I am training a large network which comsumes large gpu memory.
Is there any stratey to reduce the memory by squeeze the conv-bn-relu operation?
If we treat these operation as one functional, then many intermediate results have no need to be cached.
Any suggestion ?
Thanks!

1 Like

The thing is that for example the conv needs it’s output’s value to compute the backward. So even if you consider these as a single op, if you want maximum speed, you will need to save this Tensor.
If you are ready to trade off some speed for memory, you can use the checkpointing tool that will reduce the memory usage (but will slow down the backward).

Thanks for your reply. I am not sure if I call relu with inplace=True, whether it will not cache the input tensor for backward.

Yes if you use inplace, then the input and output will actually be the same Tensor. But since the batchnorm op does not need it’s output value to compute gradients, that’s fine.

I have a question here. If we don’t cache input of the relu, how can it figure out which one of input if larger than zero to backward the gradient right ?

All the ones that are exactly 0 used to be negative. No need to keep the original value !

Sorry maybe I have some misunderstanding. So relu still needs to save output for backward ?

relu when you set inplace=True will write it’s output inside the input.
So yes it will save its output but its output is actually the same Tensor as its input. So no extra memory is needed.

I got your point. Thank you for the explaination.

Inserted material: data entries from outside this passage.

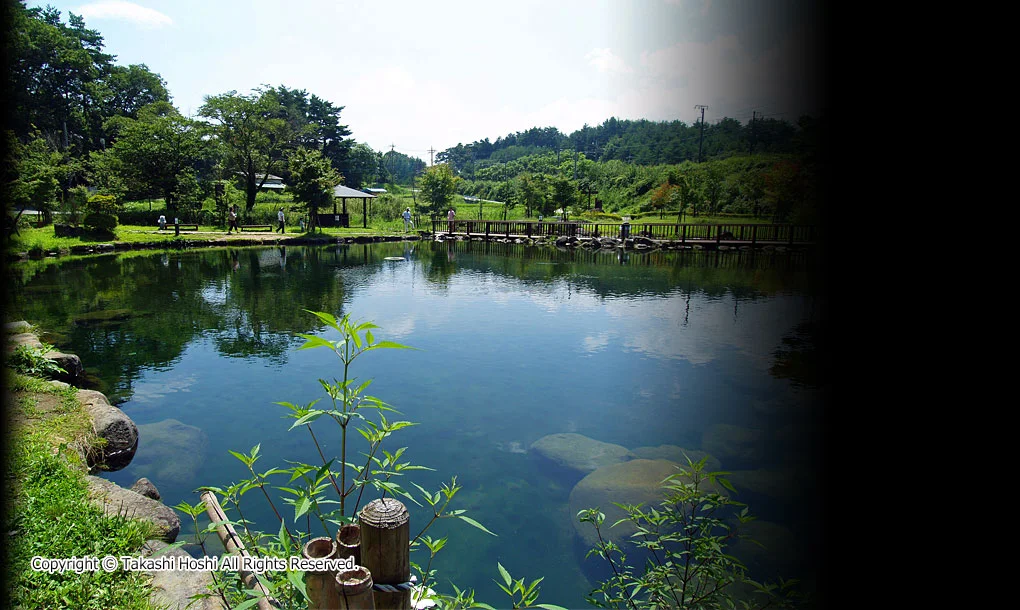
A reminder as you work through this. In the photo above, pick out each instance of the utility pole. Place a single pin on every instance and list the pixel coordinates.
(702, 139)
(751, 150)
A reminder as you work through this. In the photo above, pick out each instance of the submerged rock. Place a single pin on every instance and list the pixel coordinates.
(632, 483)
(577, 452)
(115, 501)
(145, 487)
(171, 452)
(725, 441)
(112, 424)
(18, 326)
(102, 316)
(173, 589)
(676, 454)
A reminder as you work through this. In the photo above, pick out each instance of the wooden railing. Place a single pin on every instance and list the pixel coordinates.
(728, 233)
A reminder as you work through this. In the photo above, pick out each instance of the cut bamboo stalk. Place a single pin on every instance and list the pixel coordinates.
(355, 589)
(349, 543)
(320, 586)
(232, 542)
(386, 530)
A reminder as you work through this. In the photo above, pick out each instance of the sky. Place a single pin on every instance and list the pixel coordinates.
(415, 77)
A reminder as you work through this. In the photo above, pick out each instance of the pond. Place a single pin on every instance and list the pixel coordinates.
(705, 351)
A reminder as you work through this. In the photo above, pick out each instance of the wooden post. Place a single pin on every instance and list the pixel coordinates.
(232, 543)
(321, 587)
(354, 589)
(386, 530)
(349, 543)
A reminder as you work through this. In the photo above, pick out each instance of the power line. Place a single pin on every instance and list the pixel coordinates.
(702, 106)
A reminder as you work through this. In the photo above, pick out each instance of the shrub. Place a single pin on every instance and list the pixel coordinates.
(32, 361)
(103, 204)
(100, 221)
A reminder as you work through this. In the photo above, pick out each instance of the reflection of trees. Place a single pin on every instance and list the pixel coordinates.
(247, 301)
(744, 273)
(803, 356)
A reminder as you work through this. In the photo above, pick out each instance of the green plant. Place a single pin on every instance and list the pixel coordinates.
(32, 361)
(50, 515)
(684, 538)
(100, 221)
(328, 494)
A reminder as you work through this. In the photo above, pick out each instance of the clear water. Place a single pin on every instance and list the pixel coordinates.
(513, 344)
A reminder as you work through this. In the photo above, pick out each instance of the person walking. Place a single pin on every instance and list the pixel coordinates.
(407, 218)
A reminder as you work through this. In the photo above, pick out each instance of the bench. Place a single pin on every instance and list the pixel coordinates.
(183, 227)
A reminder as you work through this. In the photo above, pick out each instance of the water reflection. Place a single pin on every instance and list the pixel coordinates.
(649, 351)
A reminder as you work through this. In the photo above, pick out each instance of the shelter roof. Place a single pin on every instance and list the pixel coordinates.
(347, 192)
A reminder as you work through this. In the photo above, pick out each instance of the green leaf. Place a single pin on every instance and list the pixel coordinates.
(505, 574)
(297, 579)
(302, 508)
(327, 318)
(312, 342)
(471, 521)
(390, 345)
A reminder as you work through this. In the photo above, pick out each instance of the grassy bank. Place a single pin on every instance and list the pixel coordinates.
(47, 512)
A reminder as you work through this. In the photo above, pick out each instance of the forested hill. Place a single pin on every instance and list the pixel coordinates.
(643, 142)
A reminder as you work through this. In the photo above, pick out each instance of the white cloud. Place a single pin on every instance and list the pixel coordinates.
(125, 11)
(606, 61)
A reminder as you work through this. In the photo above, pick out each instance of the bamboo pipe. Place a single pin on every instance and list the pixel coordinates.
(232, 542)
(320, 587)
(386, 551)
(349, 543)
(355, 589)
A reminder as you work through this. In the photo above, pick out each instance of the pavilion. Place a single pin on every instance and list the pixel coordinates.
(343, 219)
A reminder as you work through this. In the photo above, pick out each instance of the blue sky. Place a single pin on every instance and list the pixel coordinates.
(431, 74)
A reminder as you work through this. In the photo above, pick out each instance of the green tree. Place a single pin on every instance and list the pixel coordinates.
(663, 197)
(687, 193)
(564, 195)
(712, 188)
(783, 189)
(130, 89)
(438, 186)
(253, 134)
(312, 180)
(532, 192)
(159, 153)
(34, 175)
(361, 166)
(56, 72)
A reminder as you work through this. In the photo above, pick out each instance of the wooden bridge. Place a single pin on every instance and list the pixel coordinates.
(705, 235)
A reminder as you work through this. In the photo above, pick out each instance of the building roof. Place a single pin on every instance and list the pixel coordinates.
(342, 191)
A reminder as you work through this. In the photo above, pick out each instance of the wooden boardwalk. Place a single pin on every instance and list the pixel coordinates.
(732, 235)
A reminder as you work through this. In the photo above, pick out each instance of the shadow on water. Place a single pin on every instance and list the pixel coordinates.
(715, 351)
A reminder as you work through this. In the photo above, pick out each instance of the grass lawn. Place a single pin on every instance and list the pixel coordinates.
(47, 511)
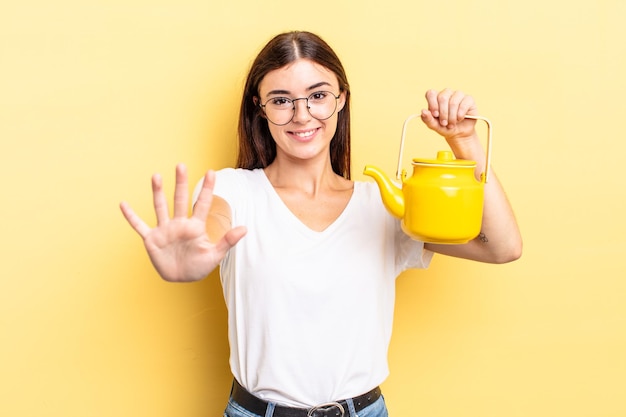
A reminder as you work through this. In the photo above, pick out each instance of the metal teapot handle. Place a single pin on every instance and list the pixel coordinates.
(484, 176)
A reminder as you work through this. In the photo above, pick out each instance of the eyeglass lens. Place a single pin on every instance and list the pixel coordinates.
(280, 110)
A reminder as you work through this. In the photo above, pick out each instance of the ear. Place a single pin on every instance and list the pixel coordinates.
(342, 101)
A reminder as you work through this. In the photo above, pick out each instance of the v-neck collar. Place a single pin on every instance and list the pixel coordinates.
(291, 217)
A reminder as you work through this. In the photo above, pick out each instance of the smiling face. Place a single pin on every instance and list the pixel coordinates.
(304, 137)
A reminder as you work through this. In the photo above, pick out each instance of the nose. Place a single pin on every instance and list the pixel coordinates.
(301, 110)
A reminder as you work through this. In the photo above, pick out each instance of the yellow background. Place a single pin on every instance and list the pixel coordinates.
(95, 96)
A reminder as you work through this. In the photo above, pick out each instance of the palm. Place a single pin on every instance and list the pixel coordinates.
(179, 247)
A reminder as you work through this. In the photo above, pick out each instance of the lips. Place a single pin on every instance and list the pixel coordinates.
(304, 135)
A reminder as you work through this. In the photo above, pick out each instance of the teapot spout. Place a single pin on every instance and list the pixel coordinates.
(392, 196)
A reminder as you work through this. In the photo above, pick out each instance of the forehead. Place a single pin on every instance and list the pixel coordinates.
(297, 77)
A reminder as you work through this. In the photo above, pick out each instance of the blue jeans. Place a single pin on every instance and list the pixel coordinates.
(378, 409)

I found that there is still possible to reduce the memory which is a little similar to gradient checkpoint. This paper proposes inplace activated batchnorm, which only need to save the ouput for backward. While using imperative PyTorch implementation bn + relu need to save two tensor for bn and relu respectively, that method only need to save one tensor. Nevertheless, it demand the activation function to be invertible, which is not the case for relu… But leaky relu supports it.